It is the only fortress that has was never conquered, so it is not a surprise that the gold and silver of the Habsburg monarchy was kept there, in Petrovaradin fortress
The downtown of Novi Sad, Petrovaradin proudly testifies of history, culture, military strength, but also a way of life and work of the inhabitants of this area, which is also called Gibraltar on/of the Danube.
Petrovaradin is not only Exit
What is it that attracts the attention of visitors to this fortified town on the Danube, built between 1692 and 1780? I know, I know, everybody will first think of Exit, ultra-popular festival held in Novi Sad. You are right. Every summer young people (and all that feel that way) come from this region, from Europe and the world. But Petrovaradin is not only Exit. The fortress is inevitable destination for all those who come to Novi Sad. The story of Petrovaradin starts and finishes in the Museum of Novi Sad, most popular in Voivodina, where there are more than 50 thousand historical, cultural, religious and military exhibits. Ok, most women are not interested in weapons and wars, they would prefer the story of civil Novi Sad, which is on the upper floor of the museum. But it is hard to resist the Underground military gallery with 16 kilometres long hall complex. It is a life testimony of one of the greatest mine systems in the world, just after Antwerpen, so it becomes clearer why this place resisted to all “storms” throughout centuries.

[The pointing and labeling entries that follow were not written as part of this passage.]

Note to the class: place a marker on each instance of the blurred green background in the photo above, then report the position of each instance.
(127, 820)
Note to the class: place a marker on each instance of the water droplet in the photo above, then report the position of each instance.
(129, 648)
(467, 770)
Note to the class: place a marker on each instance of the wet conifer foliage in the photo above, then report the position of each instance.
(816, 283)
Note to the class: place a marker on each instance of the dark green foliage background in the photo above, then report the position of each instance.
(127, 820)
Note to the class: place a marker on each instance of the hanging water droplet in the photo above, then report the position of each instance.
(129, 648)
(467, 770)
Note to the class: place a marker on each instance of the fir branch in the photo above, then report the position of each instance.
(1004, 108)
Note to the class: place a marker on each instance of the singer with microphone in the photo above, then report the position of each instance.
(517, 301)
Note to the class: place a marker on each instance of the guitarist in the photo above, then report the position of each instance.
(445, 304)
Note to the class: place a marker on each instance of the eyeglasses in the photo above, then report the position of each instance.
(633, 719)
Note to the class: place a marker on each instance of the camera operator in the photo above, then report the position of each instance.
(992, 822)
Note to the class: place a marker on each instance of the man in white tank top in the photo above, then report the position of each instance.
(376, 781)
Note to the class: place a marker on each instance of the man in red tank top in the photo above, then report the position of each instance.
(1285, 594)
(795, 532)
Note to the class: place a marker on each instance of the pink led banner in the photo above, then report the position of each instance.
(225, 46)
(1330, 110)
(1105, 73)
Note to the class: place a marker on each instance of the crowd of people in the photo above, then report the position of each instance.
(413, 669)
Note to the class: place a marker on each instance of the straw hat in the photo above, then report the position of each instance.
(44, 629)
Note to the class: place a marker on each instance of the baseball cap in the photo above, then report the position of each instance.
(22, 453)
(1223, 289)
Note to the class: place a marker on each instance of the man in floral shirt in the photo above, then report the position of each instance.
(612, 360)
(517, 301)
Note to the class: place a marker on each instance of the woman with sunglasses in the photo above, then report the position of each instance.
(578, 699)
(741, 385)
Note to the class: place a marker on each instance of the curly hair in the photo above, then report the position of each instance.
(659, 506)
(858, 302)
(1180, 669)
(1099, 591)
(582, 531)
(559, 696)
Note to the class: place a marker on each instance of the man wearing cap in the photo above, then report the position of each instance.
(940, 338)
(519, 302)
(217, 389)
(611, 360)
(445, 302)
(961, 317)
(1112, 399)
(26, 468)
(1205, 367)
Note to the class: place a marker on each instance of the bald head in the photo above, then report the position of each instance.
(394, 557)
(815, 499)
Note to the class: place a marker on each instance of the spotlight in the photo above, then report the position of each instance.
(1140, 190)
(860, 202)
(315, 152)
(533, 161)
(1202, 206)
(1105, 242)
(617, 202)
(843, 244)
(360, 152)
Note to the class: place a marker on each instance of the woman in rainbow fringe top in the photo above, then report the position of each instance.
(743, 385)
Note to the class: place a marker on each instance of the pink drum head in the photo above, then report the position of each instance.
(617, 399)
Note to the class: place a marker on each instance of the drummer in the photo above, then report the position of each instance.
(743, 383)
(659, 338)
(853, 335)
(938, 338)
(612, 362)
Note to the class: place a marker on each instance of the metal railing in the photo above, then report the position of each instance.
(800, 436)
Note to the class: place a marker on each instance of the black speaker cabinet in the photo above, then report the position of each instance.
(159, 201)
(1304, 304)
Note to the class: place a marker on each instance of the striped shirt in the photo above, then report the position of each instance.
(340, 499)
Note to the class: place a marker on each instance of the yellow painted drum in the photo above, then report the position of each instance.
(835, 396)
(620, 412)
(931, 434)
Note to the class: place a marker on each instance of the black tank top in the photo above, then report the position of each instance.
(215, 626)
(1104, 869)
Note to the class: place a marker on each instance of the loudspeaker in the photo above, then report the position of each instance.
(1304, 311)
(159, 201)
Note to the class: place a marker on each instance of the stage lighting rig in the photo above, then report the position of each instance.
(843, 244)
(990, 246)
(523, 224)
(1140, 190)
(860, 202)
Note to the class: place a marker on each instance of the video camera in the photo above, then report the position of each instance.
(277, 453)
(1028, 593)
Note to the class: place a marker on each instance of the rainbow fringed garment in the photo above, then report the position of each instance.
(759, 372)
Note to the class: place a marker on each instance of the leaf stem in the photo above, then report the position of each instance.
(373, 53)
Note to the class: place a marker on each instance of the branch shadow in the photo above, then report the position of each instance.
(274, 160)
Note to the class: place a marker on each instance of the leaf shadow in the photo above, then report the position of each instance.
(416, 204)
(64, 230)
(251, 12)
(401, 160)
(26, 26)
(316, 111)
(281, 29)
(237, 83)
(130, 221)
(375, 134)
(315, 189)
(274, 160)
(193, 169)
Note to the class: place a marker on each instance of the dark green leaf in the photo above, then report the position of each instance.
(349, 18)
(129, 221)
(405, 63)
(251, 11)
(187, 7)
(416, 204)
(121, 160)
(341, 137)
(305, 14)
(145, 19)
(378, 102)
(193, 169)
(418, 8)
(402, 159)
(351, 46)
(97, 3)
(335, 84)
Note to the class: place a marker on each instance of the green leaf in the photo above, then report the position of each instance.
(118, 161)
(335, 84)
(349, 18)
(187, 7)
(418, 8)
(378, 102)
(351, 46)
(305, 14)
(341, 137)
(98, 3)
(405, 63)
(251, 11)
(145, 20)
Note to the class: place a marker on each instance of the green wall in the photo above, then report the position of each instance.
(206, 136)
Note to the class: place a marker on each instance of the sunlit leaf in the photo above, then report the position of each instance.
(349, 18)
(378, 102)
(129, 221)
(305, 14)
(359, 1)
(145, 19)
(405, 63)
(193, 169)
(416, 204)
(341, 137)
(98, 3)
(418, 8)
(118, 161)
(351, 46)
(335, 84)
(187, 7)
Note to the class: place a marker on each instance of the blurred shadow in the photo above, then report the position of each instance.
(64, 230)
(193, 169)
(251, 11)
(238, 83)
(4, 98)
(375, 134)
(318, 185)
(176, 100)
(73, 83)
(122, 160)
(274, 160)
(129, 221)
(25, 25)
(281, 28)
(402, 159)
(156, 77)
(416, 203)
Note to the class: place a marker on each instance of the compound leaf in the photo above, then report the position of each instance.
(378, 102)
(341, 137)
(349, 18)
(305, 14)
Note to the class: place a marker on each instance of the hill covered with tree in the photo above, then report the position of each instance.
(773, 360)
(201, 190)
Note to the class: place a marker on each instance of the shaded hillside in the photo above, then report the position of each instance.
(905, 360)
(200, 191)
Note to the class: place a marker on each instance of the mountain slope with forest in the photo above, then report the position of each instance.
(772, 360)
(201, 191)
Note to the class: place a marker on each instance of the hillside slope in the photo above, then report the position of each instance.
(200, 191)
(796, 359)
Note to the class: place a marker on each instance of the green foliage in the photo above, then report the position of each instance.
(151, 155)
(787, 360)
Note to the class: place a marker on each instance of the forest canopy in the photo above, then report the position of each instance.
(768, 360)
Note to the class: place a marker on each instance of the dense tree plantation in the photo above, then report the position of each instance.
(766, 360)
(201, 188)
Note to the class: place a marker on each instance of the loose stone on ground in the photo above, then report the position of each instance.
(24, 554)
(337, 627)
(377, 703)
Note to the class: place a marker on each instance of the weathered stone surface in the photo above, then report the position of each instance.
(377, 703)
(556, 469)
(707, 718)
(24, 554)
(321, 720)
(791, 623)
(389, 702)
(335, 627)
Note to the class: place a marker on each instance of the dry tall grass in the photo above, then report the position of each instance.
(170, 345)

The story of the drunken clock
The first thing that “catches your eye” in Petrovaradin is the clock tower. A clock as any other, the ones who were not there would say. But this clock is really unique. Everything is vice versa on it – the big hand shows hours and the small one minutes, and the reason is quite simple. This clock was meant to show time to the captains, sailors and fishermen sailing on the Danube. You have to admit, from the distance it will be easier to see the big hand than vice versa. As the clock tower was erected in the middle of the 18th century it was also a great help to the soldiers in the wars, and it is interesting that the original mechanism from the 18th century still works today. The drunken clock, as it has been called through time, is one of the most recognisable views of Petrovaradin fortress.
Last great battle with the Ottomans
The famous battle near Petrovaradin in 1716 marked the turning point for warfare with the Ottomans. That was the last great attack to this area. Around 150 thousand Ottoman soldiers under leadership of Daman Ali-Pasha were expected and fought off by 90 thousand soldiers under leadership of Eugene of Savoy. Savoy closed the Ottoman (who suffered huge loss) of all possibilities of future conquering of Hungarian and Croatian Danube region, which determined all future events. The battle was in a large area around the sanctuary of Lady of Tekija on August 5, the festive day of Snow Lady. The religious prince Eugene, who worshiped the Mother of God, was sure that he had won the battle with her intercession, and as a sign of gratitude donated the painting of Mother of God with a child in her arms to the chapel of Immaculate Conception of the Blessed Virgin Mary. Since then the church at the exit from Petrovaradin is dedicated to the Snow Lady.
Atelier 61 – must visit place
It would be a shame not to see Atelier 61, workshop for creation of art tapestry, which was started in the 60s in last century by the painter Boško Petrović. This unique centre of tapestry art is in fact a real autochthonous visual media which tells the story of an enviable path from pioneer experiments to authentic and original tapestry creations. In the collection of Atelier 61, which counts more than 260 exhibits in a small place, there are some works of the most important artists, and in 1980 by the decision of the Town authorities, Atelier 61 became an institution of significant social importance, with great influence for the then Yugoslavia and countries around it, but also for the Northern and Southern America, Europe and Asian continent.
For the beginning and end – ice cream
The visit to Petrovaradin, the place where (if you did not know) the governor Josip Jelačić was born, would not be complete without “lunch break”. It would be shame not to try indigenous delicacies from numerous restaurants. Fish soup, car pin a form of a horseshoe, perch prepared in many ways… are a warm recommendation. But, you cannot leave Novi Sad without trying ice cream from one ice cream parlours. It will capture you both with its favour and sight.